Everyone has heard the phrase the devil is in the details. When legal issues are involved, that concept is captured in the caution that when signing a contract you should always read the fine print. That’s where details like exceptions and exclusions intended to shield a party from possible liability tend to exist.
In some instances, state laws can be so filled with confusing words that it amounts to unintentional fine print. That can make it difficult to know what rights the law is intended to really protect.
Under North Carolina law, if a property owner neglects to properly control or maintain conditions and it results in injury, the victim may have the right to be compensated for their suffering and loss. The detail that needs to be addressed is clearly showing that negligence occurred.Â
So what does negligence mean?
The common definition as found in Webster’s is that “negligence is carelessness or not paying attention, causing someone or something to be at risk of being harmed.” In law, the dictionary notes, it means “failure to use a reasonable amount of care when such failure results in injury or damage to another.”
What that means in real terms varies.
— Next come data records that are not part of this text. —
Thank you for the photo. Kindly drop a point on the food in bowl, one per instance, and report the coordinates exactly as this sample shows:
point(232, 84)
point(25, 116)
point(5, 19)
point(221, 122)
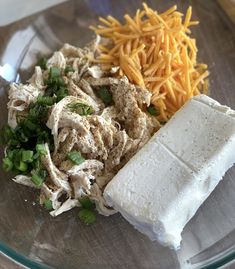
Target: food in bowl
point(60, 92)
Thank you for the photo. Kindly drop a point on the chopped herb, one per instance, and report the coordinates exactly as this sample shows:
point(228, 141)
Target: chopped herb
point(21, 166)
point(81, 109)
point(56, 85)
point(75, 157)
point(7, 164)
point(42, 62)
point(61, 93)
point(48, 204)
point(6, 134)
point(45, 100)
point(87, 203)
point(68, 69)
point(87, 216)
point(105, 95)
point(27, 156)
point(37, 180)
point(54, 72)
point(152, 110)
point(40, 148)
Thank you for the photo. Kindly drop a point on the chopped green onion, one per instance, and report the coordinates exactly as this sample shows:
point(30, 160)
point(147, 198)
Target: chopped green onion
point(81, 109)
point(75, 157)
point(87, 216)
point(48, 204)
point(37, 180)
point(7, 164)
point(105, 95)
point(30, 125)
point(27, 156)
point(42, 62)
point(43, 173)
point(152, 110)
point(45, 100)
point(21, 166)
point(61, 93)
point(68, 69)
point(40, 148)
point(6, 134)
point(54, 72)
point(87, 203)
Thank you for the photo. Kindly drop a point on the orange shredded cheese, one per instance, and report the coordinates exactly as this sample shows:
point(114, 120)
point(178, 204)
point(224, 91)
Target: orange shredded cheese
point(155, 51)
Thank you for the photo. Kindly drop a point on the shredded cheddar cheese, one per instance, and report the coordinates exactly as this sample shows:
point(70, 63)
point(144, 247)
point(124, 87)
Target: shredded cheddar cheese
point(155, 51)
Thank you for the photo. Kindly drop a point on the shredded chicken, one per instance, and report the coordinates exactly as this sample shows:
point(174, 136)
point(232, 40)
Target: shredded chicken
point(107, 138)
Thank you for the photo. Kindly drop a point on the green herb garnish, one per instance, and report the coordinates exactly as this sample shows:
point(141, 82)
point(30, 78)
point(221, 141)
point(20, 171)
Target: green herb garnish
point(152, 110)
point(105, 95)
point(56, 85)
point(48, 204)
point(42, 62)
point(27, 156)
point(41, 150)
point(45, 100)
point(87, 203)
point(7, 164)
point(75, 157)
point(37, 180)
point(87, 216)
point(68, 69)
point(81, 109)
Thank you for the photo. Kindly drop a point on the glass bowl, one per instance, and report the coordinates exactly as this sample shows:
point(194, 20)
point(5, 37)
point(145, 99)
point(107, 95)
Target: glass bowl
point(29, 235)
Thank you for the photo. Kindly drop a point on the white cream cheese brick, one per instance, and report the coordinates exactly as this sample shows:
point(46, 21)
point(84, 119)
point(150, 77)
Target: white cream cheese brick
point(162, 186)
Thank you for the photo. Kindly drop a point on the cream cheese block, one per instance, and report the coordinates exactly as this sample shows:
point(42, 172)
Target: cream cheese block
point(160, 189)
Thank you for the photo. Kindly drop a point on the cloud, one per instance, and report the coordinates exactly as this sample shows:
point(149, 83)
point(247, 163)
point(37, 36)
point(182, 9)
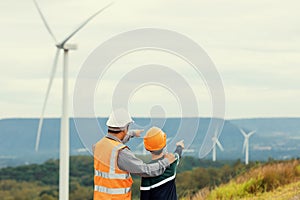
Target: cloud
point(254, 44)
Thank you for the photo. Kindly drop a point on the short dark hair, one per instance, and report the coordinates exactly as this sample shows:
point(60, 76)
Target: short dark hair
point(157, 152)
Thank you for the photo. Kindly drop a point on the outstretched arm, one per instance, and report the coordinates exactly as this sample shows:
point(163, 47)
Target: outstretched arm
point(128, 162)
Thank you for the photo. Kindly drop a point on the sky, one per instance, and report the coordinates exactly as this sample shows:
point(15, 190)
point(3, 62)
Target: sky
point(254, 44)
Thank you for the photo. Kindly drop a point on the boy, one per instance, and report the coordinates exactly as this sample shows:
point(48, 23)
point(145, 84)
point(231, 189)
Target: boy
point(160, 187)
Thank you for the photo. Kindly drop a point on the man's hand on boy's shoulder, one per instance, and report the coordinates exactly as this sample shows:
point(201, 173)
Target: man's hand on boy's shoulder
point(137, 132)
point(180, 143)
point(171, 157)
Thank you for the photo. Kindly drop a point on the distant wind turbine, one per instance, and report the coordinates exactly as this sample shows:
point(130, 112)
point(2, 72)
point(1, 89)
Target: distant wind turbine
point(216, 143)
point(246, 144)
point(64, 130)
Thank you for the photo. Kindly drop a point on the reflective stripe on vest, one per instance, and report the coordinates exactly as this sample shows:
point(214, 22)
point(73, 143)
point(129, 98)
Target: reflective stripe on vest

For instance, if a dog owner fails to properly control or confine the animal and it winds up attacking someone else, that would be construed as negligence.
In terms of property ownership, negligence might be provable if necessary repairs have been ignored or general conditions are unsafe or unsanitary. If repairs are made but fail to meet code and injury results, that could be used to seek due compensation.
The onus on commercial property owners also may extend to the notion of security. A failure to ensure that customers invited onto the property are safe during their visits could be reason to file suit.
Not every situation may meet the necessary standard for filing a premises liability claim. To avoid any doubt, an attorney should be consulted.